Konu : Dünyanın en zor işi: Çocuk yetiştirmek.
Gönderen :
"Bir Okur"
Tarih :
10/25/2019 8:33:56 AM
.
Sevgili efendim,
Allah nasip ederse, Nisan ayında bir bebeğimiz dünyaya gelecek. Diğer iki yavrumuzu iyi yetiştiremedik. Çünkü o zamanlar bizim yetiştirilmeye ihtiyacımız varmış... Şimdi ergen çağlarına geldiler. Onlarla başetmekte zorlanıyoruz. Nasipse yeni doğacak yavruyu eğitmeye şimdiden başlamak istiyoruz.
Bize ne tavsiye edersiniz? Ne yapalım, nasıl başlayalım?
Yardımlarınızı esirgemeyeceğinizi umuyoruz. Ellerinizden öperim...
Sabri Baba'dan Cevap:
----------------------------------
Sayın Okuyucum,
Dünyanın en güç, en çetin işi çocuk yetiştirmektir. Her şey bunun yanında önemsiz kalır. Bunun için önce evde karı koca arasında sevgiye, saygıya, karşılıklı yardımlaşmaya dayanan bir hava oluşmalı. İki taraf da birbirine karşı çok dikkâtli, çok edepli, çok saygılı davranmalı. Ben, kırk dört yıllık evliliğimde bir kere Rânâ Hanım’ın önünde ayak ayak üstüne atmadım. Bir kere ondan su istemedim. Çocuğa yapamayacağımız şeyleri söylememeli, yerine getiremeyeceğimiz vaadlerde bulunmamalıyız. Daima çocuğumuza saygılı olmalıyız. Japonlar kendi çocuklarına bir hükümdara nasıl davranılırsa öyle davranırlar. Ama asla onları şımartmazlar. Bir anne babanın çocuğuna karşı yapacağı en büyük kötülük onu şımartmaktır. Şımarık büyüyen bir çocuk kadar hayatta tehlikeli hiçbir şey yoktur.
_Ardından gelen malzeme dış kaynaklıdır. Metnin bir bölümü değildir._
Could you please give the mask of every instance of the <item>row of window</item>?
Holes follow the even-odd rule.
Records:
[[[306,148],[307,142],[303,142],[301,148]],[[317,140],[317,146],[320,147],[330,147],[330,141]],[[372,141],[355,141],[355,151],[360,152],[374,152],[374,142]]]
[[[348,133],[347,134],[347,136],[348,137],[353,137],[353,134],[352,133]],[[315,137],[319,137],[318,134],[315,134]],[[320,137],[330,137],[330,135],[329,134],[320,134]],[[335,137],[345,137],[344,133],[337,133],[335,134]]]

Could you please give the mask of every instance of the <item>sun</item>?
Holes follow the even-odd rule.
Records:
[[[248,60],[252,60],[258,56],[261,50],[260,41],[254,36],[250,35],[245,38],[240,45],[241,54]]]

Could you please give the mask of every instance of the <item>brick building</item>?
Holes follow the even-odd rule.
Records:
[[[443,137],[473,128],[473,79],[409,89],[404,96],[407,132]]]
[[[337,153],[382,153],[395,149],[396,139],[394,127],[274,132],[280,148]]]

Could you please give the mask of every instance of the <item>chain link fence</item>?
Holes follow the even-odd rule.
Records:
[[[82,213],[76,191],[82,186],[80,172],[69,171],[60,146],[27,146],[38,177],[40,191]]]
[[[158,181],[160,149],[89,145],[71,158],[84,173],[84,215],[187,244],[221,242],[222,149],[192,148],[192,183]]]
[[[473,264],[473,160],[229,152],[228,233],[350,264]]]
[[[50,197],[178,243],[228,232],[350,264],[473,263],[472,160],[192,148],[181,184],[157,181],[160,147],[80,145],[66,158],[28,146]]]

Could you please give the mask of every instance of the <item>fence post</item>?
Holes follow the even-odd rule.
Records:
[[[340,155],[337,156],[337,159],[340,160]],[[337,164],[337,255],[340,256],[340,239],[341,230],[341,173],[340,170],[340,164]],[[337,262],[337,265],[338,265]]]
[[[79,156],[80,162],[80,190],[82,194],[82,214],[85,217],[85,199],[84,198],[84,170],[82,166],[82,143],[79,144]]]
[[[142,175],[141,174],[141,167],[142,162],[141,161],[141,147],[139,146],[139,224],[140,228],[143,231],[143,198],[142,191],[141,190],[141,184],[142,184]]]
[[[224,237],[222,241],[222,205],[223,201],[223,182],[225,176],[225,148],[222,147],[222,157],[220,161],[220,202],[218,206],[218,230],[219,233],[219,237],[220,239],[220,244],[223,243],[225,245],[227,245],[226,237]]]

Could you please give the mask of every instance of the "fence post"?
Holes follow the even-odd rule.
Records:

Ne yazık ki bugün Türkiye’de, en sosyetik aileden varoşlara kadar çocuk bir put gibi yetiştiriliyor. Anne baba ne yazık ki çocuklarına tapıyorlar. Bugün Türkiye’de üçüz bir tanrıya inanılıyor: 1- para, 2-çocuk, 3- mevki, makam. Önce bu pis, bu iğrenç hastalıktan kurtulmak lâzımdır. Çocuk eve geliyor, annesinin önüne koyduğu yemeği beğenmiyor. Bir firavun namzedi gibi “ben bunu yemem” diyor. Anne, yani modern “köle İsaura’lar” derhal telefona sarılıyorlar. Çocuk ne emrederse pizza, hamburger, kola hep o sipariş ediliyor. Hangi evde kola varsa, ne o anne babadan, ne de o evlâttan hayır gelmez. Allah böyle ailelerin şerrinden bütün insanlığı korusun. Evde ne pişerse çocuk onu yiyecek. Beğenmiyorsa aç kalır, sofrayı terkeder. Bunlar belki çok basit gibi görünen durumlar. Ama yeni firavunlar böyle yetişiyor, böyle yetiştiriliyor. Karı koca kesinlikle birbirine yalan söylememeli, sonunda ölüm de olsa doğruyu söylemekten çekinmemelidir. Hayat sandığımızdan çok daha ciddi, çok daha önemli bir olaydır. Ona göre davranmak gerekir.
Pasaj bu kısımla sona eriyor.